On Monday, Penske Entertainment Corp. purchased Indianapolis Motor Speedway and the IndyCar Series as the Hulman family hands over control of the prestigious speedway after 74 years of motorsports entertainment.
“Great day for our family and our team,” Roger Penske said in a text message to The Associated Press.
Tony Hulman has owned the complex for 74 years, just after a four-year drought of racing following World War II. With this move, Penske will now become the fourth owner in the track’s 110-year history.
This move came just a couple of weeks after NASCAR and the International Speedway Corporation (ISC) announced their merger in an effort to further advance fan experience enhancement at more tracks across the schedule after some races have started to see an increase in TV viewership. IndyCar is on a similar positive slope as more fans are tuning in to the races and more sponsors are developing an interest in the sport.
Penske’s success in both series is no secret. Brad Keselowski won his first Brickyard 400 driving for Team Penske. Penske holds the record for the most Indianapolis 500 victories as an owner with 18, including earlier this year with Simon Pagenaud. The organization also earned its 15th championship this year when IndyCar crowned Josef Newgarden.
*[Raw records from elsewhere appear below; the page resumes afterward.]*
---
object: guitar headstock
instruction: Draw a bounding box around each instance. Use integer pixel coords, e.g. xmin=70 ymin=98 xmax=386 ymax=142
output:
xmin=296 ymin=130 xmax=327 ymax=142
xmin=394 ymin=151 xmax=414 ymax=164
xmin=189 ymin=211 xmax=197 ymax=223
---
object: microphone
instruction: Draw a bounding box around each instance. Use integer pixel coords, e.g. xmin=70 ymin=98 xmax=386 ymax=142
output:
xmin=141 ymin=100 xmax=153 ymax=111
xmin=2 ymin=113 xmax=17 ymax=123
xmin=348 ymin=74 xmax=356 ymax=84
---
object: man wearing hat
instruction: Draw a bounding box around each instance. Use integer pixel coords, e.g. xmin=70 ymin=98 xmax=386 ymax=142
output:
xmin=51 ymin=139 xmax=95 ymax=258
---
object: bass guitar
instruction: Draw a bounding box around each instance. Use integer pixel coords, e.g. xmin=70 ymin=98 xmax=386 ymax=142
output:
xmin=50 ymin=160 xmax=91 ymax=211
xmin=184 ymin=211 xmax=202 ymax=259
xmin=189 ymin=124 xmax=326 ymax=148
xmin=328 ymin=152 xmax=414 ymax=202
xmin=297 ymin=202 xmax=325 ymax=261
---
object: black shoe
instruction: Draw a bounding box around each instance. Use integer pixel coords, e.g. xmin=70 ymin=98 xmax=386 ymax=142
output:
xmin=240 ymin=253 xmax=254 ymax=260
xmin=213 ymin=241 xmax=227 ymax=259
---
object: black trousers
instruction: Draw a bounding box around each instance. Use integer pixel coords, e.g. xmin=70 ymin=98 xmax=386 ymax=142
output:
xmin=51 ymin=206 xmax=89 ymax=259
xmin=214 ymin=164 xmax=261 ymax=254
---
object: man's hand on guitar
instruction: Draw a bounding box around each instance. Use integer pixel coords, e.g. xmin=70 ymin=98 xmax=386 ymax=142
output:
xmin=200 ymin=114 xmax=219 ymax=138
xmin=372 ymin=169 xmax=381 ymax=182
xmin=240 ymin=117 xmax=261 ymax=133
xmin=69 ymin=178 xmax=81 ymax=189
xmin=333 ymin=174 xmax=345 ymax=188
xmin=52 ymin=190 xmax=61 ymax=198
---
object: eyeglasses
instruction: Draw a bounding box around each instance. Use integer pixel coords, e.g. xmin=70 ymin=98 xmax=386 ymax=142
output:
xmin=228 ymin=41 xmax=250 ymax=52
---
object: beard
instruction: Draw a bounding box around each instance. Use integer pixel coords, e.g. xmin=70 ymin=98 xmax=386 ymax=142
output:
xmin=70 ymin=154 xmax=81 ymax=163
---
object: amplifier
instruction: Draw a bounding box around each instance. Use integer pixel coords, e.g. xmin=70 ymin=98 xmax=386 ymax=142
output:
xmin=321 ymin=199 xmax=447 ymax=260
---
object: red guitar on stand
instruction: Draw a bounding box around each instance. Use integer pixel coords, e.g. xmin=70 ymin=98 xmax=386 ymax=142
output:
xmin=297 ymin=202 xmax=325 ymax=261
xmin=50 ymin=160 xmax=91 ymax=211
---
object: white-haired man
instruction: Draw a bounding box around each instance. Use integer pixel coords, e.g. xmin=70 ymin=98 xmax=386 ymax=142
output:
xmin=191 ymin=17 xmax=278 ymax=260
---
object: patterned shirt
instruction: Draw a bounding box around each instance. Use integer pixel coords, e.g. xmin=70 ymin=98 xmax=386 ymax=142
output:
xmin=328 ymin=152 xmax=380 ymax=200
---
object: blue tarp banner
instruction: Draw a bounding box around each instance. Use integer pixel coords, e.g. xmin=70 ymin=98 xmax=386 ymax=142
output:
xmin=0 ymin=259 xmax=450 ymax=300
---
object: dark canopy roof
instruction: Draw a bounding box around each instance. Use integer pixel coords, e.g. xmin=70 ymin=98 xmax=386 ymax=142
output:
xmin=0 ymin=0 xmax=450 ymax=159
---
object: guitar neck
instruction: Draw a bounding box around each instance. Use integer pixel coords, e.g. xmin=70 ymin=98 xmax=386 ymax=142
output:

According to documents to various IndyCar teams on Monday regarding the news, the sale is expected to close in early January.
“We have found the ideal steward of the company and its iconic assets,” the document states. “Penske Corporation — with its 64,000-plus employees and more than $32 billion in consolidated revenue — will bring tremendous energy, leadership and resources to IMS, IndyCar and IMSP.
“For a number of years, the Hulman & Company management and board have engaged outside advisors and experts to consider the full range of strategic options available. Ultimately, it was decided to focus on the possible sale of the company and finding a buyer that would be the best steward of the company and its iconic assets.”
Even rival team owners chimed in with positive insight on the acquisition.
“I think it’s good. It’s really good, it’s great,” Chip Ganassi told Associated Press. “The place is going to be run like a business now.”
“Roger has always strived to do great things for both IMS and Indy car racing, and I’m sure he will continue to do so in this new ownership position,” team owner Michael Andretti stated. “Both the Indy 500 and the NTT IndyCar Series have been on a rise, and I look forward to the continued climb.”
But it hasn’t just been fellow competitors who see eye-to-eye concerning the purchase. McLaren, who will join IndyCar as the newest competitive manufacturer in 2020, is also looking forward to the growth of the sport with the purchase. Zak Brown, CEO of McLaren, has been a longtime Indianapolis businessman who also has a racing marketing background.
“I cannot think of a better owner than Roger Penske and his corporation to ensure the future and growth of IndyCar,” Zak Brown, CEO of McLaren, told the AP. “His business acumen and dedication to IndyCar racing and passion for the Indianapolis Motor Speedway is second-to-none,” he said.